Jean-Claude Trichet, president of the European Central Bank (ECB) and chairman of the Group of Governors and Heads of Supervision, said the agreement would “help address the negative externalities and moral hazard posed by global systemically important banks.”
The banking group, which serves as the oversight body of the Basel Committee on Banking Supervision, agreed on additional loss absorbency requirements ranging from 1 percent to 2.5 percent of capital. An additional 1 percent surcharge could be applied as a “disincentive” for banks facing the highest charge to increase risk levels.
The intergovernmental organization charged with setting capital standards passed the new requirements as monetary leaders faced divisions within Europe and the US on how high capital requirements should be to protect against bank failure on a worldwide scale.
Nout Wellink, chairman of the Basel Committee on Banking Supervision and president of the Netherlands Bank, said the measures will “enhance the resiliency of the banking system and help mitigate the wider spillover risks of global systemically important banks.”
The new surcharge comes along with a new Basel III requirement that global banks hold top-quality capital totaling 7 percent of their risk-bearing assets.
US bank regulators have complained about the lack of constraint among European financial institutions, which have been setting their own capital requirements.
“Just as troubling is that European banks continue to effectively set their own capital requirements using internal risk estimates, unconstrained by any objective hard limits,” Federal Deposit Insurance Corp. chairman Sheila Bair said earlier this month.

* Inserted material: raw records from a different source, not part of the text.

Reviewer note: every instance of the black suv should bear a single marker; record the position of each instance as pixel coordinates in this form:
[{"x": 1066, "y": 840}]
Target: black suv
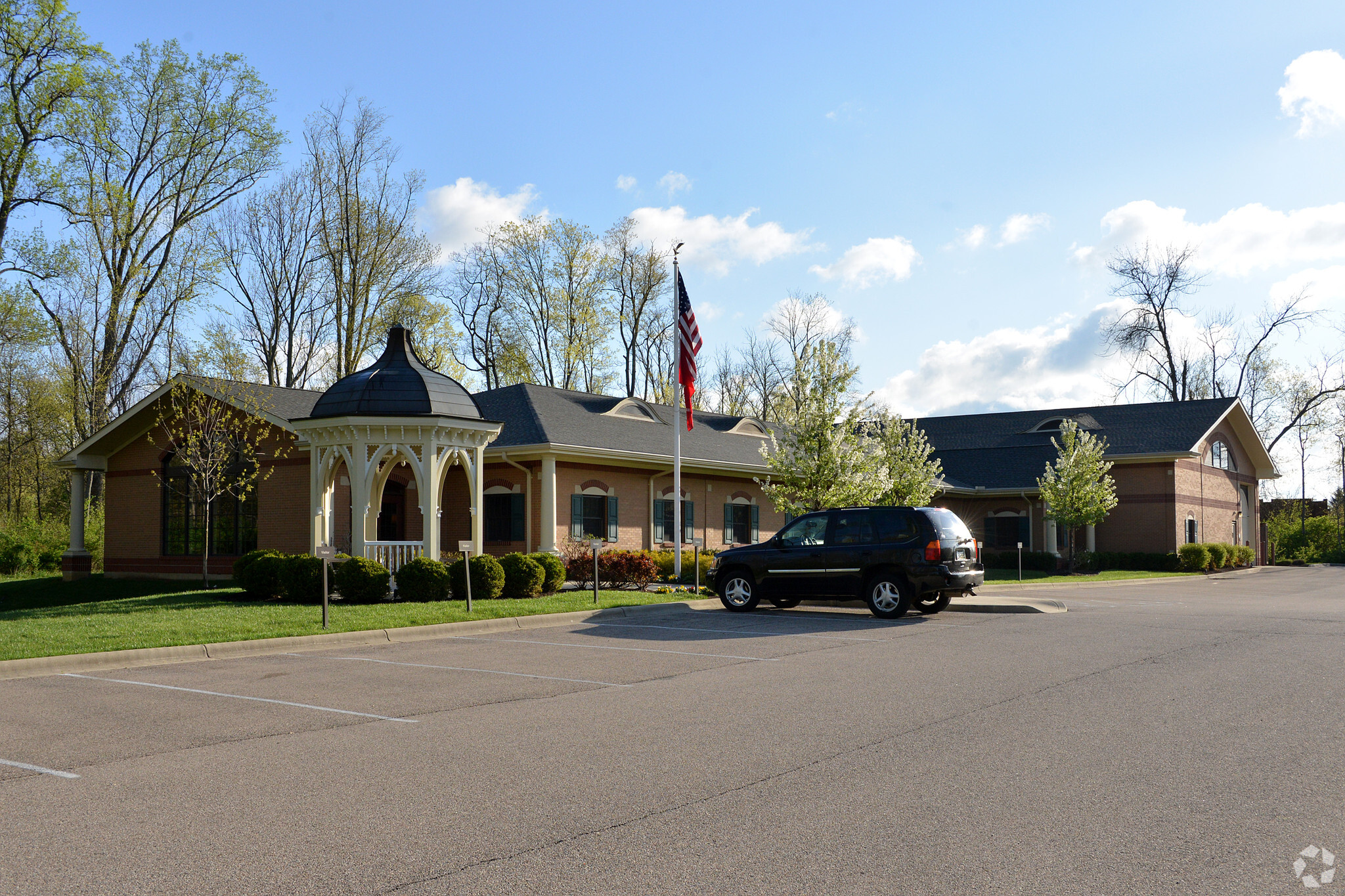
[{"x": 892, "y": 558}]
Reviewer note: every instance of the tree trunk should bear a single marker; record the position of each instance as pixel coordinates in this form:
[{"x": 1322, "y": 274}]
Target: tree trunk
[{"x": 205, "y": 551}]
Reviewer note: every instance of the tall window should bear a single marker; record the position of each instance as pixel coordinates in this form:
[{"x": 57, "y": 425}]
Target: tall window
[
  {"x": 233, "y": 523},
  {"x": 594, "y": 516},
  {"x": 1222, "y": 457},
  {"x": 665, "y": 527},
  {"x": 505, "y": 517},
  {"x": 741, "y": 523}
]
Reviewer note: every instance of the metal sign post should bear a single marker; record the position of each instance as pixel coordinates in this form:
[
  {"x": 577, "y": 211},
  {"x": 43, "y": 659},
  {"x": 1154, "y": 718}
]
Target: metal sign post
[
  {"x": 598, "y": 545},
  {"x": 326, "y": 553},
  {"x": 695, "y": 559},
  {"x": 466, "y": 550}
]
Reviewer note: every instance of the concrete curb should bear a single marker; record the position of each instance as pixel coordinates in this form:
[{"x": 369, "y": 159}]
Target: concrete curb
[
  {"x": 992, "y": 603},
  {"x": 34, "y": 667}
]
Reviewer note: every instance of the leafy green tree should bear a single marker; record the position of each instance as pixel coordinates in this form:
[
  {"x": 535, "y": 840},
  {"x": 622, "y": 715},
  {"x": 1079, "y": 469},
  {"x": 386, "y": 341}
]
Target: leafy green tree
[
  {"x": 827, "y": 454},
  {"x": 1076, "y": 488},
  {"x": 914, "y": 476},
  {"x": 47, "y": 68}
]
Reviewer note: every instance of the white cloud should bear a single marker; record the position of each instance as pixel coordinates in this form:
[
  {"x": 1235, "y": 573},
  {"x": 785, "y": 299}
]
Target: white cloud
[
  {"x": 718, "y": 242},
  {"x": 1325, "y": 286},
  {"x": 1020, "y": 227},
  {"x": 1243, "y": 241},
  {"x": 1314, "y": 91},
  {"x": 455, "y": 214},
  {"x": 1056, "y": 364},
  {"x": 674, "y": 182},
  {"x": 877, "y": 261},
  {"x": 973, "y": 237}
]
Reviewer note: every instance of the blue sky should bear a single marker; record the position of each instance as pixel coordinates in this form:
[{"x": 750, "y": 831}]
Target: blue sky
[{"x": 868, "y": 141}]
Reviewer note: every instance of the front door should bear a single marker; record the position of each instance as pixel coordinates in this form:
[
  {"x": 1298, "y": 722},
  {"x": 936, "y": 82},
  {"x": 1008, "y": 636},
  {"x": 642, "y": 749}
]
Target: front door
[
  {"x": 391, "y": 515},
  {"x": 795, "y": 566}
]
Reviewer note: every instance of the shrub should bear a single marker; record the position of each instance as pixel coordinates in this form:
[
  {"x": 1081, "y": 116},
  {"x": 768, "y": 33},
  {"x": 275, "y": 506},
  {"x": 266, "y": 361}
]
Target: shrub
[
  {"x": 1195, "y": 558},
  {"x": 260, "y": 575},
  {"x": 301, "y": 578},
  {"x": 423, "y": 580},
  {"x": 630, "y": 568},
  {"x": 487, "y": 578},
  {"x": 523, "y": 576},
  {"x": 361, "y": 581},
  {"x": 554, "y": 570}
]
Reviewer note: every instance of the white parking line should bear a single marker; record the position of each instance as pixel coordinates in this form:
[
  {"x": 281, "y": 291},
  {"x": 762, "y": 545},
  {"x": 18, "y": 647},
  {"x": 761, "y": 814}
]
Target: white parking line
[
  {"x": 764, "y": 634},
  {"x": 494, "y": 672},
  {"x": 603, "y": 647},
  {"x": 46, "y": 771},
  {"x": 238, "y": 696}
]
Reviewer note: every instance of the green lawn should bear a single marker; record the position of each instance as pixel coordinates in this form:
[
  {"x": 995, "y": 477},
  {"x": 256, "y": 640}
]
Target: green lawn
[
  {"x": 1082, "y": 578},
  {"x": 49, "y": 617}
]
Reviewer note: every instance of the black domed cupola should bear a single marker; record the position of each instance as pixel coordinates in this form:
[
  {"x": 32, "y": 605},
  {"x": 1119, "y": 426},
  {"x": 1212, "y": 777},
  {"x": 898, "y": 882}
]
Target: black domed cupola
[{"x": 397, "y": 385}]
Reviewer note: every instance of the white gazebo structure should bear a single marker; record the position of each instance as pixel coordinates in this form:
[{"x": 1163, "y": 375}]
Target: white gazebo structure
[{"x": 395, "y": 412}]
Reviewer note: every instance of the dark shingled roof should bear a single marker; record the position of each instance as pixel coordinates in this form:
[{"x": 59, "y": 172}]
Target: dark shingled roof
[
  {"x": 1001, "y": 452},
  {"x": 539, "y": 414},
  {"x": 397, "y": 385}
]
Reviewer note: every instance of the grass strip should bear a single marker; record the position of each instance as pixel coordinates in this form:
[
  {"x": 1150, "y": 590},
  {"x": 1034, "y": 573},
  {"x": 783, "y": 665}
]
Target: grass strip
[{"x": 46, "y": 617}]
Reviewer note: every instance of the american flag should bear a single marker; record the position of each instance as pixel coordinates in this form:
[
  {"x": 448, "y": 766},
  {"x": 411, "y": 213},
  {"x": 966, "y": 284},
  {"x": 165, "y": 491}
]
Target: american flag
[{"x": 688, "y": 344}]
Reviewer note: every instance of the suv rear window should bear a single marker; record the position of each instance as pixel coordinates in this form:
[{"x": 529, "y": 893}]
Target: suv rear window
[{"x": 947, "y": 524}]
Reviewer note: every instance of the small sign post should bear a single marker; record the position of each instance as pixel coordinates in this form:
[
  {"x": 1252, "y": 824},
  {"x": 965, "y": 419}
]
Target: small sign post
[
  {"x": 466, "y": 548},
  {"x": 326, "y": 553},
  {"x": 598, "y": 545},
  {"x": 695, "y": 559}
]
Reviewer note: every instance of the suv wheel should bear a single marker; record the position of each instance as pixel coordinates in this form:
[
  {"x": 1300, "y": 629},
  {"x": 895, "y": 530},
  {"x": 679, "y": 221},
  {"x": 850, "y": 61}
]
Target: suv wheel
[
  {"x": 888, "y": 597},
  {"x": 739, "y": 593},
  {"x": 931, "y": 603}
]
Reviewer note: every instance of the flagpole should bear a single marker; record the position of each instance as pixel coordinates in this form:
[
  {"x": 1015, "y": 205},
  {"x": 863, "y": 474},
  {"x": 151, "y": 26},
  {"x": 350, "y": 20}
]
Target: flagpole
[{"x": 677, "y": 418}]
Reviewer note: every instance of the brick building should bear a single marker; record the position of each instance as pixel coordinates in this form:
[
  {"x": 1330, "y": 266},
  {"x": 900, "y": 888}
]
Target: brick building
[{"x": 546, "y": 465}]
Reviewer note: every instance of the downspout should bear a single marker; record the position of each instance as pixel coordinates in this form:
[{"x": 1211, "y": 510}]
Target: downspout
[
  {"x": 527, "y": 492},
  {"x": 1029, "y": 519}
]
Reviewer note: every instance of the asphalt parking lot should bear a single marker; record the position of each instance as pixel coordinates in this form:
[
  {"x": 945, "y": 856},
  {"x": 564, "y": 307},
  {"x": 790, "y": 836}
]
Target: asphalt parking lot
[{"x": 1160, "y": 738}]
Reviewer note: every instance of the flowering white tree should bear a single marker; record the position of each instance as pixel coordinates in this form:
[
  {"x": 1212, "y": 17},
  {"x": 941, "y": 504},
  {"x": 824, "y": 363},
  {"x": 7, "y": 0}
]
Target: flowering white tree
[{"x": 1076, "y": 488}]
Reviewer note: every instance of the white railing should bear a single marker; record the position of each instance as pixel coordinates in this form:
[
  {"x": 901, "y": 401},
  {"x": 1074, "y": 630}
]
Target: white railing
[{"x": 393, "y": 554}]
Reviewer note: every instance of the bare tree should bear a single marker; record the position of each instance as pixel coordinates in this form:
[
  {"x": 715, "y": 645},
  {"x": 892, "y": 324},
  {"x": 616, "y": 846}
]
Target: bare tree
[
  {"x": 638, "y": 277},
  {"x": 169, "y": 142},
  {"x": 271, "y": 264},
  {"x": 372, "y": 246},
  {"x": 1156, "y": 282}
]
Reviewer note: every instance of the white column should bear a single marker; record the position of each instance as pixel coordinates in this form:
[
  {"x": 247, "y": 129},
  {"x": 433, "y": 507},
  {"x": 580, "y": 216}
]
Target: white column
[
  {"x": 76, "y": 562},
  {"x": 548, "y": 534},
  {"x": 478, "y": 498}
]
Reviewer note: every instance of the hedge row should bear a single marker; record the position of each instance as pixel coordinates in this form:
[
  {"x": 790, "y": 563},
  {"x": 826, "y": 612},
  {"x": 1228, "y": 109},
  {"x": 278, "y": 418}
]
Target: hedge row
[
  {"x": 299, "y": 576},
  {"x": 1215, "y": 555}
]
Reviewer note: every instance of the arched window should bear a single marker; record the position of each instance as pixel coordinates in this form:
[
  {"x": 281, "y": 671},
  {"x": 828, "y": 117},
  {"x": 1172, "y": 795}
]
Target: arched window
[
  {"x": 233, "y": 522},
  {"x": 1222, "y": 457}
]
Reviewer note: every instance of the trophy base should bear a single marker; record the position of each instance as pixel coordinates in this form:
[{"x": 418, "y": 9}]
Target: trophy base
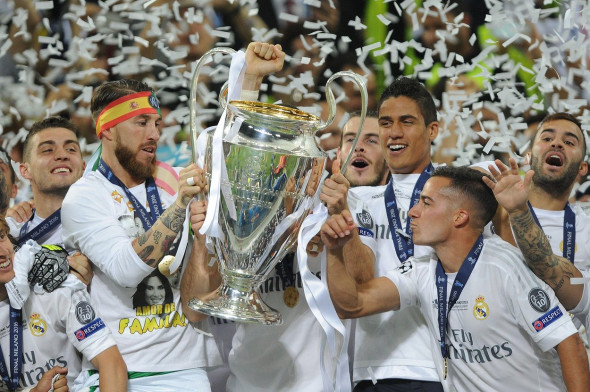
[{"x": 237, "y": 305}]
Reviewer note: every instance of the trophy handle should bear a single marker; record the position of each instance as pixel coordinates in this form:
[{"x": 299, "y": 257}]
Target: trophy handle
[
  {"x": 360, "y": 82},
  {"x": 193, "y": 96}
]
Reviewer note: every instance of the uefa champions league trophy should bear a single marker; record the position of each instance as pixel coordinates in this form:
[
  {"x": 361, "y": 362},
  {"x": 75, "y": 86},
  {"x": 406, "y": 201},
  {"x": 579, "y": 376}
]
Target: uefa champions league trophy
[{"x": 273, "y": 170}]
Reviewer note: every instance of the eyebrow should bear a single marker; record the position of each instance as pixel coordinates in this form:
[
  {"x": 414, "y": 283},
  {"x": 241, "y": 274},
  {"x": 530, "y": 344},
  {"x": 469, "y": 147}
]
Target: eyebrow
[
  {"x": 425, "y": 197},
  {"x": 401, "y": 118},
  {"x": 147, "y": 117},
  {"x": 53, "y": 143},
  {"x": 567, "y": 133}
]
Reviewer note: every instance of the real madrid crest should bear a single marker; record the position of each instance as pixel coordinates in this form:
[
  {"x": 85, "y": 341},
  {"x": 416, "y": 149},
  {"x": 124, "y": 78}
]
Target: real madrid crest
[
  {"x": 116, "y": 196},
  {"x": 481, "y": 311},
  {"x": 38, "y": 325},
  {"x": 291, "y": 296}
]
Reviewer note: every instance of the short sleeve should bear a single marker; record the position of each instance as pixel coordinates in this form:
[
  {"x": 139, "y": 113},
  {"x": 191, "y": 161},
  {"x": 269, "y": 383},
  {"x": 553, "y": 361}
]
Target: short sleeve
[
  {"x": 537, "y": 309},
  {"x": 403, "y": 278}
]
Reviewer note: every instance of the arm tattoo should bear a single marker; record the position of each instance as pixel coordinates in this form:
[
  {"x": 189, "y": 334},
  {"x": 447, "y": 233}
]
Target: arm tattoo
[
  {"x": 539, "y": 256},
  {"x": 152, "y": 263},
  {"x": 142, "y": 239},
  {"x": 145, "y": 253},
  {"x": 167, "y": 243},
  {"x": 174, "y": 219}
]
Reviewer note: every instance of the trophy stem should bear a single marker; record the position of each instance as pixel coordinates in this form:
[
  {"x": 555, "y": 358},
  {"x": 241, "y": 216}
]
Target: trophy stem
[{"x": 238, "y": 300}]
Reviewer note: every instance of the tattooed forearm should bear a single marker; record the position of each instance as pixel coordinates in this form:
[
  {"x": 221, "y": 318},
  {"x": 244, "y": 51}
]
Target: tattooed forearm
[
  {"x": 142, "y": 239},
  {"x": 159, "y": 239},
  {"x": 539, "y": 256},
  {"x": 146, "y": 252},
  {"x": 167, "y": 243},
  {"x": 173, "y": 218}
]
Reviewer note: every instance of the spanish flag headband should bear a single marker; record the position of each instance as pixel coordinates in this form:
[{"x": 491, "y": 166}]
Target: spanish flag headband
[{"x": 124, "y": 108}]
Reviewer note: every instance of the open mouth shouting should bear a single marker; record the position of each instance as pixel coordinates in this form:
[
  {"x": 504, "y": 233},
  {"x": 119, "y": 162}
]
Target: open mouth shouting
[
  {"x": 397, "y": 147},
  {"x": 4, "y": 262},
  {"x": 61, "y": 170},
  {"x": 555, "y": 159},
  {"x": 359, "y": 163}
]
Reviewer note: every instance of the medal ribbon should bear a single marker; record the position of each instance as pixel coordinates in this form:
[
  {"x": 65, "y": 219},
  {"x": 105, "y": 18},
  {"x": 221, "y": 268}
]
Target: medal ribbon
[
  {"x": 147, "y": 218},
  {"x": 285, "y": 270},
  {"x": 404, "y": 246},
  {"x": 41, "y": 229},
  {"x": 569, "y": 230},
  {"x": 16, "y": 351},
  {"x": 458, "y": 285}
]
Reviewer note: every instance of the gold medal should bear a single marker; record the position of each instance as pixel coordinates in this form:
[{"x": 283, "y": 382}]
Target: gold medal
[
  {"x": 164, "y": 265},
  {"x": 291, "y": 296}
]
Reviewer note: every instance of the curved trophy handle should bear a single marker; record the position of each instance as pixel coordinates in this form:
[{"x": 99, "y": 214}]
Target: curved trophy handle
[
  {"x": 360, "y": 82},
  {"x": 193, "y": 96}
]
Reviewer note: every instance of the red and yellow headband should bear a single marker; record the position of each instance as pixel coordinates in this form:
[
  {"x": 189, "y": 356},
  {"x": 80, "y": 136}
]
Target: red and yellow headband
[{"x": 124, "y": 108}]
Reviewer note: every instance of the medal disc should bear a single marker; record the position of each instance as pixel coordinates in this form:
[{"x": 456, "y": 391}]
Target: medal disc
[{"x": 164, "y": 265}]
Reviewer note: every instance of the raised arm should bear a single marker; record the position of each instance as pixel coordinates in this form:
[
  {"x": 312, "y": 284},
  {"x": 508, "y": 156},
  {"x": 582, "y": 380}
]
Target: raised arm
[
  {"x": 112, "y": 371},
  {"x": 199, "y": 279},
  {"x": 574, "y": 363},
  {"x": 262, "y": 59},
  {"x": 358, "y": 258},
  {"x": 351, "y": 299},
  {"x": 154, "y": 244},
  {"x": 512, "y": 192}
]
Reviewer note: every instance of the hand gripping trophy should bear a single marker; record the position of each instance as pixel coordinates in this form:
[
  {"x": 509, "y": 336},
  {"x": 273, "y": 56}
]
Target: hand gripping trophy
[{"x": 264, "y": 170}]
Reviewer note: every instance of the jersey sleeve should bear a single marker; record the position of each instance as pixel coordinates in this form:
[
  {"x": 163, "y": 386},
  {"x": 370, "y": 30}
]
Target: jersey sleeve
[
  {"x": 90, "y": 225},
  {"x": 582, "y": 309},
  {"x": 404, "y": 278},
  {"x": 85, "y": 329},
  {"x": 537, "y": 309}
]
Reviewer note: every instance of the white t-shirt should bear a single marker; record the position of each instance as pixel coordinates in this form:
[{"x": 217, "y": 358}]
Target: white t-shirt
[
  {"x": 54, "y": 237},
  {"x": 582, "y": 310},
  {"x": 57, "y": 327},
  {"x": 390, "y": 344},
  {"x": 502, "y": 328},
  {"x": 152, "y": 333},
  {"x": 282, "y": 357}
]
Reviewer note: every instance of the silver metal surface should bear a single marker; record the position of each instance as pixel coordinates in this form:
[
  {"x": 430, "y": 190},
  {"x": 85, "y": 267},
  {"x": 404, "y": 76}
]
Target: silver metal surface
[{"x": 274, "y": 169}]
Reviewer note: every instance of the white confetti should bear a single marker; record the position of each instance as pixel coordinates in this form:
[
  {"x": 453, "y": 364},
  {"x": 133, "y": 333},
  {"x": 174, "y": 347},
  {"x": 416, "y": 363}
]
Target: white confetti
[
  {"x": 383, "y": 19},
  {"x": 43, "y": 5},
  {"x": 288, "y": 17}
]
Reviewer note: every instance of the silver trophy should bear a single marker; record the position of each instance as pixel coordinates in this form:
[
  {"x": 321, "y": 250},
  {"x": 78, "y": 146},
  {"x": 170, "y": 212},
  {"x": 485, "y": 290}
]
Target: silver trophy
[{"x": 273, "y": 172}]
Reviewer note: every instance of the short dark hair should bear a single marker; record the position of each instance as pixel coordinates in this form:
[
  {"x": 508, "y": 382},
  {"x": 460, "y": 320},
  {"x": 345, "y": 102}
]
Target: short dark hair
[
  {"x": 414, "y": 90},
  {"x": 468, "y": 183},
  {"x": 4, "y": 228},
  {"x": 110, "y": 91},
  {"x": 567, "y": 117},
  {"x": 6, "y": 158},
  {"x": 49, "y": 122}
]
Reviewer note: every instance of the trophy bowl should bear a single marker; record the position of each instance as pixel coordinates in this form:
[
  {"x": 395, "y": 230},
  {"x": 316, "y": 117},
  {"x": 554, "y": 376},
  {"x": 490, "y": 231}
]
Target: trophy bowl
[{"x": 270, "y": 169}]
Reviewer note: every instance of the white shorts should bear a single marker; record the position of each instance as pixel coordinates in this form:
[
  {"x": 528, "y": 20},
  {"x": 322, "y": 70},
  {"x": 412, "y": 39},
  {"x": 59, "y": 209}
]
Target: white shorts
[{"x": 183, "y": 380}]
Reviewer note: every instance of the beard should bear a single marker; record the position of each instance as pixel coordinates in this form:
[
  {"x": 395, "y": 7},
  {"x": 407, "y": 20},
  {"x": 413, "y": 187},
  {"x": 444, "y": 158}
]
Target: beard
[
  {"x": 554, "y": 185},
  {"x": 376, "y": 179},
  {"x": 135, "y": 168}
]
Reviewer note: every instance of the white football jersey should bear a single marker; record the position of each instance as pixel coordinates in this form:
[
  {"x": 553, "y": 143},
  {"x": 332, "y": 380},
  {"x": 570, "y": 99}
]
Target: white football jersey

The Bank for International Settlements describes itself as an international organization for monetary policy cooperation; it also serves as a bank for central banks. Member-countries include the US.
Now that the Group of Governors and Heads of Supervision have approved the new requirements, the body will submit the document to the Financial Stability Board, which is coordinating the overall set of measures on capital requirements.
The group laid out the assessment methodology for globally significant banks based on size, interconnectedness, lack of substitutability, global cross-jurisdictional activity and complexity.